Solved – Interpretation of the Chi Square test for two time series in R

chi-squared-testrtime series

I've used R's "chisq.test()" function to calculate the chi square statistic between two time series, the first is a stock market series of a bank with a length 4262, and the second is a simulation of the first using some model with the same length. I used chisq.test as a measure of independence of the two series. Using R, I get the following output.

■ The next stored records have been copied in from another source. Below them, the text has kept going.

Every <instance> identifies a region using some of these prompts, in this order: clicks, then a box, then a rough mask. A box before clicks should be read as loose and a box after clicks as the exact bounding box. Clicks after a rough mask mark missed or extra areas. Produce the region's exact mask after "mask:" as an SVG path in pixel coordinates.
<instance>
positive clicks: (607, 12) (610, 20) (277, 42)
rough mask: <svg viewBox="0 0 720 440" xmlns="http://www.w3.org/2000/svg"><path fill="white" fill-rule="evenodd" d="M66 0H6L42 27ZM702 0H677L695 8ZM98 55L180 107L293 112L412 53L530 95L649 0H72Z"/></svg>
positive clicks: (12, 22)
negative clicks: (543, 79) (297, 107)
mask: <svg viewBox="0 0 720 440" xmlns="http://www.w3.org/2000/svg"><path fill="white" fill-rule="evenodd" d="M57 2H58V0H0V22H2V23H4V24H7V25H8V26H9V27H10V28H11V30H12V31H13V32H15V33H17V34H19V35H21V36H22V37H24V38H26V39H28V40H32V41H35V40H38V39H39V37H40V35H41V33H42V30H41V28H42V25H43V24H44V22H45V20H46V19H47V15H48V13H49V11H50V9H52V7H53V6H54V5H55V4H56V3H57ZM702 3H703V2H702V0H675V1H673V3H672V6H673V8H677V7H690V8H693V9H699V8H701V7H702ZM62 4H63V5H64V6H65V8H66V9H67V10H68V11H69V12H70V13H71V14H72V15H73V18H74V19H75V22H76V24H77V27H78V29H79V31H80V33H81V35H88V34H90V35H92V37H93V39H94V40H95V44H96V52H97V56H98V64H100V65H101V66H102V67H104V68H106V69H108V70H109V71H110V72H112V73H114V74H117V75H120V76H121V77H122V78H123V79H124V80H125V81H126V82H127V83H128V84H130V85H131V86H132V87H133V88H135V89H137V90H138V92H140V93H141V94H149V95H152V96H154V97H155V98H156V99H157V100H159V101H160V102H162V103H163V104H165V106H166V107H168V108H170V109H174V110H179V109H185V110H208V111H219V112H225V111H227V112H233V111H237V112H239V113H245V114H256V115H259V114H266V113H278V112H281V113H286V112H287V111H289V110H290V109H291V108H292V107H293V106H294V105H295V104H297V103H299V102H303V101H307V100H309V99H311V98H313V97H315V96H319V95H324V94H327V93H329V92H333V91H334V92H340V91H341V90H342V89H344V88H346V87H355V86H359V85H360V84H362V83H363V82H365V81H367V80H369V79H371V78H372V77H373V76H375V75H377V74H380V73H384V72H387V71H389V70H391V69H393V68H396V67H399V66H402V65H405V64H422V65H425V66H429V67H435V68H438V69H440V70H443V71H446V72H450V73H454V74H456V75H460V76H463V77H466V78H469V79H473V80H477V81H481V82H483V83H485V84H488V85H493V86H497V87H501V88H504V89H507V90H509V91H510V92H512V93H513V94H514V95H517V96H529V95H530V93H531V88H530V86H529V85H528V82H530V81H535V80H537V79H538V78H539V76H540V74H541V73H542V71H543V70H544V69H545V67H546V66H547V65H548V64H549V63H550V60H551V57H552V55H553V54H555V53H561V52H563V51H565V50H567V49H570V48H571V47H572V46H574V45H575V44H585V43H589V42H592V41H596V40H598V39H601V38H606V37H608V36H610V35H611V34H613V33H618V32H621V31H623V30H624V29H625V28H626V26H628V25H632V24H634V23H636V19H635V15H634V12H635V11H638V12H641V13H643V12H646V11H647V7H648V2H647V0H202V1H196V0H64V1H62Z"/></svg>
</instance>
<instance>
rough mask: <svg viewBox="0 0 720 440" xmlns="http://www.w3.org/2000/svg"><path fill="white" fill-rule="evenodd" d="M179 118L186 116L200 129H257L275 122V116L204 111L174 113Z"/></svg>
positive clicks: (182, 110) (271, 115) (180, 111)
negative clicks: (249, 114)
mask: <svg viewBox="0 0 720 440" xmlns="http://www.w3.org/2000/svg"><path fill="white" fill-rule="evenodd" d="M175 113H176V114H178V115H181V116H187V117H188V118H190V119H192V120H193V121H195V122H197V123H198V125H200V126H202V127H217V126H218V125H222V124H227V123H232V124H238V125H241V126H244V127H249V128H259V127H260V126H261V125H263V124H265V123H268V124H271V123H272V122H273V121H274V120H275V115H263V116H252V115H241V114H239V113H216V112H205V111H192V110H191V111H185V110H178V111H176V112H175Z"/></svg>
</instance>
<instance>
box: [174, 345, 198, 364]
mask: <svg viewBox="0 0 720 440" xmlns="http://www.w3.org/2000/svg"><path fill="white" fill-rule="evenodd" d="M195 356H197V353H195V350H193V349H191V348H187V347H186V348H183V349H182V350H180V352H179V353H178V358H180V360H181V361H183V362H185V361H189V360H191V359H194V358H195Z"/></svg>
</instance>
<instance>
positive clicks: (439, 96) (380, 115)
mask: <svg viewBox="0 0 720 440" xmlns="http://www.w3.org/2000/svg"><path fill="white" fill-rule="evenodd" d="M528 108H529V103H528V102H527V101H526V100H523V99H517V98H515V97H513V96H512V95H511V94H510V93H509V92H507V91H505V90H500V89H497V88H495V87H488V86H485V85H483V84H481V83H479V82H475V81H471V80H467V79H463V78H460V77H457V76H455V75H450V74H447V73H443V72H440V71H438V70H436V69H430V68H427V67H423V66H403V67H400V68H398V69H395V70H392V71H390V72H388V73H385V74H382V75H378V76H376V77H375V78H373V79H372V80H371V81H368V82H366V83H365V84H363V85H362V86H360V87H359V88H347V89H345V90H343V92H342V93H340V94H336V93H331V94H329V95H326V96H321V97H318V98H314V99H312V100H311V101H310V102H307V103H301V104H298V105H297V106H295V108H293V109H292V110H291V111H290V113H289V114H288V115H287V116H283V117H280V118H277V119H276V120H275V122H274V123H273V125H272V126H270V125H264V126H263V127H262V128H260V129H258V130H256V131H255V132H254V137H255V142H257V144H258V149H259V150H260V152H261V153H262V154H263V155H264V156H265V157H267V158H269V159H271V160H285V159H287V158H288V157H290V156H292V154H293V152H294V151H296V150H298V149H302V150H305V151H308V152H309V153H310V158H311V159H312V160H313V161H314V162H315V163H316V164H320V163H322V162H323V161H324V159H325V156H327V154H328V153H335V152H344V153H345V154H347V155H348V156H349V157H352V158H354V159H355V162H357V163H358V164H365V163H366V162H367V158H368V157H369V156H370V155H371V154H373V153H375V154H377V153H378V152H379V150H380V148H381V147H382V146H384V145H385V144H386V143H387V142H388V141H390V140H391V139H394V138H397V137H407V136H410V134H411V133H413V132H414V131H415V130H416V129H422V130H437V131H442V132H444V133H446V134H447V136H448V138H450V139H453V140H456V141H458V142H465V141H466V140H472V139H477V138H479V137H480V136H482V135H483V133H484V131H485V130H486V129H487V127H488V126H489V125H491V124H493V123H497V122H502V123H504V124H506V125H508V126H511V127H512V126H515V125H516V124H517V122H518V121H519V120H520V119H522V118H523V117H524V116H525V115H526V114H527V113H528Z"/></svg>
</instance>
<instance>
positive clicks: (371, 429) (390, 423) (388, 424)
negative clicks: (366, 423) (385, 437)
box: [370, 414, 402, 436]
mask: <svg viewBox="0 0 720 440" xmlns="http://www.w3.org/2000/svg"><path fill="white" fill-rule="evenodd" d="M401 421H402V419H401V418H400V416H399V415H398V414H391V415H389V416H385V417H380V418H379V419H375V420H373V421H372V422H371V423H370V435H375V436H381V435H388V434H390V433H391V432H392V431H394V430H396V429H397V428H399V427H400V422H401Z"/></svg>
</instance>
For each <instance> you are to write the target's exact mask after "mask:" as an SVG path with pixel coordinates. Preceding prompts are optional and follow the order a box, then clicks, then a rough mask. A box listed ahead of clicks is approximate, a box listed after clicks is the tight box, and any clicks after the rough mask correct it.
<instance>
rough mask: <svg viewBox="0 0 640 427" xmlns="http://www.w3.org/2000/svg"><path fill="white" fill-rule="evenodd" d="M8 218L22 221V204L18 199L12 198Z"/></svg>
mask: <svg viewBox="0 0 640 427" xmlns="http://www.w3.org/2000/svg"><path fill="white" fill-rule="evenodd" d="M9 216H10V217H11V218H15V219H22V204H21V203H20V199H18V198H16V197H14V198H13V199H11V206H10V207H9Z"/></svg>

    Pearson's Chi-squared test

data:  as.numeric(banks[, 2]) and as.numeric(banks[, 3])
X-squared = 16117000, df = 16094000, p-value = 3.434e-05

Regardless of whether this method is correct, I don't understand where the high degrees of freedom comes from. I assumed the chi square test measures the statistic between two series using a 2 X length contingency table, with one column as observed and the other as expected. Can anyone tell me what is actually being calculated in this test?

Best Answer

Chi-square stats is used to compare the difference between observed value and the expected value. One Example can be the following case:

| category | Observed | Expected |
+------------+--------------+-------------+
| True | 4 | 3 |
| False | 6 | 7 |
+-------+---+--+

chi2 = (4-3)/3 + (6-7)/7. The according degree of freedom = n_cat - 1 = 2 - 1 = 1.

In your example, the number of categories is not 2 (Category), but the number of time series points. Take a daily time series data in a year as an example, where observed values are consecutively increasing numbers 1 to 365, and the expected values are consecutively decreasing numbers 365 to 1.

| category | Observed | Expected |
+------------+--------------+-------------+
| 2017-01-01 | 1 | 365
| 2017-01-02 | 2 | 364
| ... | ... |
| 2017-12-31 | 365 | 1
+---------------+------+--+

chi2 = (1-365)^2/365 + (2-364)^2/364 + ... + (365-1)^2/365. The according n_cat in this case is 365 (there are 365 days in 2017). Thus the dof = 365 - 1 = 364 instead of 2.